On Tuesday, the National Comprehensive Cancer Network (NCCN) released updated guidelines elevating the combination therapy of Leclaza (lazertinib), developed by Oscotec and Yuhan Corporation, and Johnson & Johnson’s Rybrevant (amivantamab) to standard treatment status for lung cancer. This development is expected to expand access for more patients.
Leclaza + Rybrevant Approved for First-Line Lung Cancer Treatment
The revised NCCN guidelines now classify the Leclaza + Rybrevant combination as a Category 1 and preferred first-line treatment option for patients with locally advanced or metastatic non-small cell lung cancer positive for EGFR exon 19 deletions or exon 21 L858R mutations.
This upgrade signifies that the combination therapy has achieved a clinical recommendation level on par with existing standard treatments. The elevation is primarily based on overall survival (OS) data from the Phase 3 MARIPOSA trial.
NCCN guidelines are a globally respected resource for oncologists making treatment decisions. With this update, the Leclaza + Rybrevant combination now shares the highest recommendation level alongside established monotherapies and combination treatments.
The NCCN emphasizes superior efficacy, safety, and evidence level when designating preferred therapies.
Beyond the status upgrade, the guidelines now include detailed side effect management protocols, aimed at facilitating real-world clinical use.
New recommendations include anticoagulant administration to prevent venous thromboembolism (VTE) when initiating Leclaza + Rybrevant as first-line treatment. The guidelines also advise oral dexamethasone two days before the first infusion to mitigate infusion-related reactions (IRR).

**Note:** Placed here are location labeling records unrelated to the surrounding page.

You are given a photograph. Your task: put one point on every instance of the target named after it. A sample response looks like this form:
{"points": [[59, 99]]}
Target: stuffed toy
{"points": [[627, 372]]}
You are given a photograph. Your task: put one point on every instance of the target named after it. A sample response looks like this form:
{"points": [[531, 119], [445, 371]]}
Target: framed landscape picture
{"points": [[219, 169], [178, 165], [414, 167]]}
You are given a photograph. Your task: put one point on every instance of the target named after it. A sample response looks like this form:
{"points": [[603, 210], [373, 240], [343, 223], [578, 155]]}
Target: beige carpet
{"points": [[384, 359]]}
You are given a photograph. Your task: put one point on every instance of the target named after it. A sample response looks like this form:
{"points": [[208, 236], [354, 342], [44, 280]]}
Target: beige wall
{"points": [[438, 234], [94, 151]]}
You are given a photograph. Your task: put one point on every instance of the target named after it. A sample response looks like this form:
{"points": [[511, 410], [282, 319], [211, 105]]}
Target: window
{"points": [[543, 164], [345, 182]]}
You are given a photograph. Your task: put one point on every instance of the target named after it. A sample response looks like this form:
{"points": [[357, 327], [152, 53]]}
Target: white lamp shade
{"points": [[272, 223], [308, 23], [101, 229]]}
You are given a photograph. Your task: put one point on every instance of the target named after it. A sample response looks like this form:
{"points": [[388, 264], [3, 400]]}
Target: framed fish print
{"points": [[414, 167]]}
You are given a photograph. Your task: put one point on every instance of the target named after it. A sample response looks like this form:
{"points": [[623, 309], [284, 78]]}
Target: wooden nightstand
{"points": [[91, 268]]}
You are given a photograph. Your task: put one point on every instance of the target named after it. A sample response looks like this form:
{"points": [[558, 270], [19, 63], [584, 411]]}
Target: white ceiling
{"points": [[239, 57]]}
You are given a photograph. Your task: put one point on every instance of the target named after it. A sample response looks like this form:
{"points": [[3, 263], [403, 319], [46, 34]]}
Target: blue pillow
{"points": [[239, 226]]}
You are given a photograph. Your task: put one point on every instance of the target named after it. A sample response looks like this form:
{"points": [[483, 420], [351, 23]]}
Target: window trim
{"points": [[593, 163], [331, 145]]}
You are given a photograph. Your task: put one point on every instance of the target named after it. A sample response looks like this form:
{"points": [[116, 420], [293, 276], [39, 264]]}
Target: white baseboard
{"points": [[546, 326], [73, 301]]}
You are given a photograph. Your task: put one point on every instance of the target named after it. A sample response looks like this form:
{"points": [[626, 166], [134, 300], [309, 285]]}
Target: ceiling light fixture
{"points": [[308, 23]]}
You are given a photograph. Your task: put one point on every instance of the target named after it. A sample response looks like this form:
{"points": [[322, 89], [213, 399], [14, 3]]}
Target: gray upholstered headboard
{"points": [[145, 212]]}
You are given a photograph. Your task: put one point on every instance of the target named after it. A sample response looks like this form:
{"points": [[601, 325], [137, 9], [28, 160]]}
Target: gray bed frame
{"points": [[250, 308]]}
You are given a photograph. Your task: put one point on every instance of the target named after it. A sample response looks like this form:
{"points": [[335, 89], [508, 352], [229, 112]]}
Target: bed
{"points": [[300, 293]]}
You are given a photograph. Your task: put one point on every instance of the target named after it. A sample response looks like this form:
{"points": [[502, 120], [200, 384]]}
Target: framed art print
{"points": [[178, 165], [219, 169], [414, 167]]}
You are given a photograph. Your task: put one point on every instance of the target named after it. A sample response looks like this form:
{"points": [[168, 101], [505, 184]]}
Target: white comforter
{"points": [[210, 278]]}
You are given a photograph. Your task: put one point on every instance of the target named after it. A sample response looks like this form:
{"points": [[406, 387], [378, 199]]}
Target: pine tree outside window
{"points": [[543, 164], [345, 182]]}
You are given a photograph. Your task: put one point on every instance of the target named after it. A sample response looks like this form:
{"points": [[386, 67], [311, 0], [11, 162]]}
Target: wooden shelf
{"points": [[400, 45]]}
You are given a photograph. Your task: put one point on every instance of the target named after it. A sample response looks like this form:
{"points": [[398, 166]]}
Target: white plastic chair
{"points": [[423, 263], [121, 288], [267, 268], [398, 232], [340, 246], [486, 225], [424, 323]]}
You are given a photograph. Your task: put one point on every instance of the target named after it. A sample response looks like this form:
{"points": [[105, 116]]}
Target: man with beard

Specific preventive measures for skin-related adverse events are outlined. These include prophylactic oral antibiotics, topical clindamycin lotion for the scalp, chlorhexidine for nails, and ceramide-based moisturizers.
These comprehensive management guidelines are expected to help clinicians proactively address side effects and improve patient adherence.
Leclaza Monotherapy Reevaluated for Second-Line Treatment
The guidelines also address second-line treatment scenarios following first-line therapy failure.
If disease progression occurs after standard therapies or Leclaza + Rybrevant combination, continued use may be considered as a Category 2A or other recommended option in specific patient situations.
Leclaza monotherapy has also been added to the guidelines based on exploratory analyses from Phase 3 trials, reaffirming its clinical value both as part of the combination and as a standalone treatment.
This revision establishes the Leclaza + Rybrevant combination as a standard first-line treatment option, rather than an alternative therapy.
The survival benefits demonstrated in Phase 3 studies, which form the basis for the highest recommendation level, are expected to positively impact global market share expansion.
An industry insider commented that achieving preferred therapy status in the NCCN guidelines positions this combination as a top consideration for healthcare providers globally, including in the U.S. The inclusion of detailed side effect management protocols will likely reduce barriers to adoption in clinical practice, intensifying competition with existing treatments.